La determinación se combate con determinación. Y en una democracia no se puede rehuir el conflicto. Es más, la democracia debe gestionar y favorecer esos conflictos, que existen, que no se pueden esconder, porque hay intereses sociales y económicos distintos, enfrentados, y no todos pueden ganar.

El ex ministro de Economía, Carlos Solchaga, se refiere en una larga y magnífica entrevista en el diario.es a la necesidad de que las grandes empresas del Ibex acaben pagando lo que deben. El impuesto de sociedades que pagan no supera, de media, el 10%, cuando las pequeñas y medianas empresas pagan el 30%. ¿Qué está pasando aquí?
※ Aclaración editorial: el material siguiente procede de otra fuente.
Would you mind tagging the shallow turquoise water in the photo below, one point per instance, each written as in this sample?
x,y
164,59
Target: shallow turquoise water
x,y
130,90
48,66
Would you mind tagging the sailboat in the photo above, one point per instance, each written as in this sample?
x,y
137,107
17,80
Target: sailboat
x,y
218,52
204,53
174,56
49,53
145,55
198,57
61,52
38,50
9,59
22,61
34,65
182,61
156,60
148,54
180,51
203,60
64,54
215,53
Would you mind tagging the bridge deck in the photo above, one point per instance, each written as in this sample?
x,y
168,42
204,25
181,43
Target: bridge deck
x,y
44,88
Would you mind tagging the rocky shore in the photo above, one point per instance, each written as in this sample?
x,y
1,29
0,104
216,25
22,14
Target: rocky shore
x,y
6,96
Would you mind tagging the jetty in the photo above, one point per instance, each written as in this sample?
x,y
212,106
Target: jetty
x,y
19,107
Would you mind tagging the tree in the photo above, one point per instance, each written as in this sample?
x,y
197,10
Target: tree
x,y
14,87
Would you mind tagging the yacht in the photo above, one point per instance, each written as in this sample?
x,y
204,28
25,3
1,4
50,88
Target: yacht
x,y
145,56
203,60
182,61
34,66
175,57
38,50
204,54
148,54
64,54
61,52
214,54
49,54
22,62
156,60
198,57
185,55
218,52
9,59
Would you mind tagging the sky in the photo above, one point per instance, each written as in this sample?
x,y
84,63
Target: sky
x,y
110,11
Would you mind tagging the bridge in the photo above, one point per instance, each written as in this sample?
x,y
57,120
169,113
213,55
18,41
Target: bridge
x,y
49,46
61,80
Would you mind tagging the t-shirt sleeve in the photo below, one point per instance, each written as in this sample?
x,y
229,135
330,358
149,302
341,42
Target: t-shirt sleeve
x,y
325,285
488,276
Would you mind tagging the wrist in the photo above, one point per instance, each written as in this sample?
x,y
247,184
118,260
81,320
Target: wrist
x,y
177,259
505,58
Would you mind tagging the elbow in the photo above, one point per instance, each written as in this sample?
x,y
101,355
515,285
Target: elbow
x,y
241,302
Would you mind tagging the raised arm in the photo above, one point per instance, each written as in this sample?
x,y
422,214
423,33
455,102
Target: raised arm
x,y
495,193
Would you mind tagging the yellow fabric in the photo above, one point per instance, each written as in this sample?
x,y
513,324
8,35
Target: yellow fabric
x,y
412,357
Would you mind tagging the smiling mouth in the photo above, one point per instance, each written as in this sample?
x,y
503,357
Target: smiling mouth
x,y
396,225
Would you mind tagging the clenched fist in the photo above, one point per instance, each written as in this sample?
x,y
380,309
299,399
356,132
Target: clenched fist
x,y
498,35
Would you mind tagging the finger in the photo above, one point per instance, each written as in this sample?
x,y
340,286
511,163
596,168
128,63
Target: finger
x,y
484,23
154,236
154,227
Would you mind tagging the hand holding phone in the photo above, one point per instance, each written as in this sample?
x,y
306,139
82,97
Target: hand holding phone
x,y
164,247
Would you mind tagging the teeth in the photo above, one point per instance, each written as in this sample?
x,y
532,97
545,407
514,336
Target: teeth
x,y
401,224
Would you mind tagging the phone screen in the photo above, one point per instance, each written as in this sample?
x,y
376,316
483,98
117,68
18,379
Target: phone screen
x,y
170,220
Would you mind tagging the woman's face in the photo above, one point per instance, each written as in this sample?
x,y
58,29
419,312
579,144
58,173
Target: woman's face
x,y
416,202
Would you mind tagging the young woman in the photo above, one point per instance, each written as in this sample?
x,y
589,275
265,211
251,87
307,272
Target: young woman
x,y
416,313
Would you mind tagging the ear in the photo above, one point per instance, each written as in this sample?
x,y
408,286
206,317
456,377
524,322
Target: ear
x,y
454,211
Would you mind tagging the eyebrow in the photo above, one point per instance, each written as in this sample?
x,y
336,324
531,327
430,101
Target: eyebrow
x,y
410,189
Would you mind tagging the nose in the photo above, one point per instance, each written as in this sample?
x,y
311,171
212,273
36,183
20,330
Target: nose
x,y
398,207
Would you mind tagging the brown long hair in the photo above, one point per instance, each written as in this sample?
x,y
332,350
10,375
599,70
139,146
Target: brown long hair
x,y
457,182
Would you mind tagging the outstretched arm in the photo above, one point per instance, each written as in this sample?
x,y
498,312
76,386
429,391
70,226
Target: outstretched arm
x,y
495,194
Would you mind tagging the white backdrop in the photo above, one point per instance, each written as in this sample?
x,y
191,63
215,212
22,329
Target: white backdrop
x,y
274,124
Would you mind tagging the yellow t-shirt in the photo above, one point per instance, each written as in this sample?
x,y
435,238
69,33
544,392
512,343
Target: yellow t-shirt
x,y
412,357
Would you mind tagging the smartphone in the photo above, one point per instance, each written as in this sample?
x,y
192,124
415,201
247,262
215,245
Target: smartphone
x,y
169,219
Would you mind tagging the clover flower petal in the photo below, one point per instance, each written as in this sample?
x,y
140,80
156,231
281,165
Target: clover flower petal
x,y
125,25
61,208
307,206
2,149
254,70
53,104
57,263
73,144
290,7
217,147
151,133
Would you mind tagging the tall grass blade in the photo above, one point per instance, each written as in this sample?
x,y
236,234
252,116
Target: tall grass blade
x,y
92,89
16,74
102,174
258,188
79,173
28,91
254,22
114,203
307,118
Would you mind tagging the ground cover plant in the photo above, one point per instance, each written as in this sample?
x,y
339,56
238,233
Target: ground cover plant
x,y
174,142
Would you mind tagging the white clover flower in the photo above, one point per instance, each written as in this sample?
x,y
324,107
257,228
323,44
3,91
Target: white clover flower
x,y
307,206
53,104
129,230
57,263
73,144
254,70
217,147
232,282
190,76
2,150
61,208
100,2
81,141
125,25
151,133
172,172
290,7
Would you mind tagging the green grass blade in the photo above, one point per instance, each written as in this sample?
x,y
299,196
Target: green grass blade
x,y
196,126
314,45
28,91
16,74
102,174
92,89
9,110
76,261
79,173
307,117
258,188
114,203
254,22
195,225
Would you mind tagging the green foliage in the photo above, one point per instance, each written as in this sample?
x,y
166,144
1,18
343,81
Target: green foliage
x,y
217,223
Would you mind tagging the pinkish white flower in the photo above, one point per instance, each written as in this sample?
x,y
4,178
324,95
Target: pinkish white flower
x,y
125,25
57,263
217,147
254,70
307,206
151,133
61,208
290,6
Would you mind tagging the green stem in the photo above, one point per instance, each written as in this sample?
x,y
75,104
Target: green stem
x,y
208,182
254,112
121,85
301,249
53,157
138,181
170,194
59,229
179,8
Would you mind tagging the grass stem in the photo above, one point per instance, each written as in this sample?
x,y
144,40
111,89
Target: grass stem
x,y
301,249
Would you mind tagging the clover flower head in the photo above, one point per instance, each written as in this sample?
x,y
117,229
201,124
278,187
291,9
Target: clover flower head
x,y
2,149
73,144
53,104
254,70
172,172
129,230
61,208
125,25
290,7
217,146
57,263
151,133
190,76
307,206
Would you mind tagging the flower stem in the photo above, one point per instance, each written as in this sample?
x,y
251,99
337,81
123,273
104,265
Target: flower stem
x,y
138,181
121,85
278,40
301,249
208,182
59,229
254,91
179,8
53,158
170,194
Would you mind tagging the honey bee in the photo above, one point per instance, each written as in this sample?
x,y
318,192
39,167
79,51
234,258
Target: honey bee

Un político no debe ser arrogante, como lo fue Margaret Thatcher. Es un gran error, porque las convicciones tienen sus límites. José María Aznar también lo fue. Pero un político debe tener un proyecto y arrojo para aplicarlo. Para ello busca el voto y las mayorías. Y encontrará más apoyo cuando, a la hora de ir contra determinados grupos de intereses, demuestre que lo hace en beneficio del interés común de un país.

Es cierto que Thatcher lo hizo con el viento a favor del capital. Y, claro, lo tuvo mucho más fácil, como le ocurrió también a Reegan. Pero, en cualquier otro caso, lo menos que se puede hacer es intentarlo.